Stress ( I )
Domingo o JN falava dele. À noite, na SIC-Notícias, reportagem sobre trabalhadores do Leste em Portugal. O professor de Antropologia Médica espreguiçou-se cá dentro, abordo os dois temas nos diálogos com os alunos. Quando eu estudava, o stress tinha um estatuto modesto, quase mecânico. O organismo reagia aos estímulos e nós à espreita. Mas sobretudo atentos a variáveis fisiológicas, como se aguentavam as hormonas e o aparelho cardio-respiratório? Aos poucos, o combate foi-se deslocando corpo acima, fechou atrás de si as portas do pescoço e invadiu os neurónios. A questão passava a ser como lidávamos psicologicamente com as dificuldades: se resistíamos, deprimíamos ou lançávamos mão de drogas para nos mantermos à tona. E até os discursos acerca do stress iam mudando - especialistas e leigos passaram a empregar a palavra com uma pitada de suspeita e receio na voz, como se ele pairasse sobre a cidade e nos caísse em cima à menor distracção. Uma vez feridos, o substantivo dava lugar a verbo cheio de um desalento passivo, “ando stressado”. A besta roendo-nos as entranhas, como cancro imune a qualquer cirurgia.

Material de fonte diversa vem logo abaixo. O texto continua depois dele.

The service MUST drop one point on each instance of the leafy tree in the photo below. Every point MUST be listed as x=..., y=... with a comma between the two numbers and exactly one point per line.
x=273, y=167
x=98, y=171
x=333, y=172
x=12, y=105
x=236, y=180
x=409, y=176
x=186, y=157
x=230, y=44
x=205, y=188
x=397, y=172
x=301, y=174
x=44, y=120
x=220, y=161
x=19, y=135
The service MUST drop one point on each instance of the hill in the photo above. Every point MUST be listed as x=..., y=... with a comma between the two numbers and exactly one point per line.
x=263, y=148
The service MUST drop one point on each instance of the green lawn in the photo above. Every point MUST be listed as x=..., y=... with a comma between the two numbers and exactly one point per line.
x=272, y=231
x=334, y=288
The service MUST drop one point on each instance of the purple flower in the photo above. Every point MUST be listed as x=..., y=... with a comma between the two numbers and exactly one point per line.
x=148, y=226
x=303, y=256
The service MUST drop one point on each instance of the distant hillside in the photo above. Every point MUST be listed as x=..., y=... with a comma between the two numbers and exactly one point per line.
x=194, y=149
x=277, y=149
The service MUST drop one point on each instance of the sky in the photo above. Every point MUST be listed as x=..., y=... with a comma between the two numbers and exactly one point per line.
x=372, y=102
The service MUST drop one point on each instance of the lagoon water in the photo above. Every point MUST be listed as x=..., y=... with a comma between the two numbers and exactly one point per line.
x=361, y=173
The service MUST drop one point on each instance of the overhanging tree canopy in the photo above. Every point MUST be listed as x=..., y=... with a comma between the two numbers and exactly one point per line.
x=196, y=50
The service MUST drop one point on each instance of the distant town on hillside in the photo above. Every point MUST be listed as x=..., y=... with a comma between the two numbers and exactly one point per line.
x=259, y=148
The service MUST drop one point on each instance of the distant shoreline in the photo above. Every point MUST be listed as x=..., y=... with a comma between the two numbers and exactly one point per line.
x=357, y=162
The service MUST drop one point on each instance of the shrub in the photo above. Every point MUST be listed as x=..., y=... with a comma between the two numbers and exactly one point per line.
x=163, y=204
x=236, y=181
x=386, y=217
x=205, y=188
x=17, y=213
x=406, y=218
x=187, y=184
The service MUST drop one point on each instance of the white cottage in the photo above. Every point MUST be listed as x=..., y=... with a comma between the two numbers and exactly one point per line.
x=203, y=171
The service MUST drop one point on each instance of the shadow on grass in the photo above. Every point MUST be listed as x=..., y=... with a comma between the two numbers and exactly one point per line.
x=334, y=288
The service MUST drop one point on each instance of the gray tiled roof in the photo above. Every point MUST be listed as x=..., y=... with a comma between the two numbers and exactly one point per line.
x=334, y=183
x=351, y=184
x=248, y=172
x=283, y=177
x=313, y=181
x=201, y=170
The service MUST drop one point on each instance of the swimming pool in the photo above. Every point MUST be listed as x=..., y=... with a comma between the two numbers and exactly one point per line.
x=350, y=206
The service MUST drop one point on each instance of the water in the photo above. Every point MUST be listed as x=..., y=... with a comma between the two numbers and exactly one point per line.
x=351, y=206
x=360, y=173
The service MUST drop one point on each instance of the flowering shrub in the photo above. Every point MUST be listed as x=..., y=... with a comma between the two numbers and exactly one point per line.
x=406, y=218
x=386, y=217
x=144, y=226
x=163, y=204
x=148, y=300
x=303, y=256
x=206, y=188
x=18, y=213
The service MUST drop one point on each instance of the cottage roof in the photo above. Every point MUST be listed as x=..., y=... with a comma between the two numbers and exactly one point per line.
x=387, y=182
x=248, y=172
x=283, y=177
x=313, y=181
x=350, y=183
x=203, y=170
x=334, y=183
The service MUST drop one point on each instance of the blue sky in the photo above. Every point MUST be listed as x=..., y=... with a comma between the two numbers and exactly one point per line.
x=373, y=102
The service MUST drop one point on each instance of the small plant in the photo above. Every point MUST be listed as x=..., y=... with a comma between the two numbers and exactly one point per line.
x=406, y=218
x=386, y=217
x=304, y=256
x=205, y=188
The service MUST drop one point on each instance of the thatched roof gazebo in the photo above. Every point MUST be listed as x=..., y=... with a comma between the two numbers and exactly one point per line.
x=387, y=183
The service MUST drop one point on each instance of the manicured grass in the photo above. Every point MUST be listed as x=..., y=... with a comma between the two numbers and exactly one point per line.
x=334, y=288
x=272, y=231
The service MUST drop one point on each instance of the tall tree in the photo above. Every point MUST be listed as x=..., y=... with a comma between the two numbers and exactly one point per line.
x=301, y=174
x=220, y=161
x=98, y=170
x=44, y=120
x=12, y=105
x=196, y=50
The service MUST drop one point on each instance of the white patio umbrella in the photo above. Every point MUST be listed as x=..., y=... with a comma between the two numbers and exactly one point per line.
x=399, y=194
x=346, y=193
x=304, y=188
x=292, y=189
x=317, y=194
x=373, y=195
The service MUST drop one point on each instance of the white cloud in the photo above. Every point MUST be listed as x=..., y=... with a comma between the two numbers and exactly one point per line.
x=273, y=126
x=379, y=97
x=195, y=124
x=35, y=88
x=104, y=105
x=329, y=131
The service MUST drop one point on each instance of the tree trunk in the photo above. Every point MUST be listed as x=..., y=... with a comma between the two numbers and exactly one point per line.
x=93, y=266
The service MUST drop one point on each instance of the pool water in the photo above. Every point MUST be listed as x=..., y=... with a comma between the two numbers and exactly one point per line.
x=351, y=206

Muitas das sugestões terapêuticas referidas na reportagem (massagens, yoga, programas em unidades hoteleiras) denunciam a habitual importância dos cifrões, estão fora do alcance da maioria das bolsas. Já os medicamentos são receitados assaz democraticamente. Também porque os mais desfavorecidos transformam o stress em queixas de sólida aparência física ou nervoso miudinho, em qualquer dos casos a pastilha assume o estatuto de candeia ao fundo do túnel. Para aguentar a corrida sem diminuir a passada, pois toda uma sociedade aceita o frenesim como inevitável. Se repararem, a maior parte das intervenções preconizadas sugere que podemos aprender a suportar melhor os efeitos do stress, não a diminuí-lo. Como se nos resignássemos a combater efeitos e não causas.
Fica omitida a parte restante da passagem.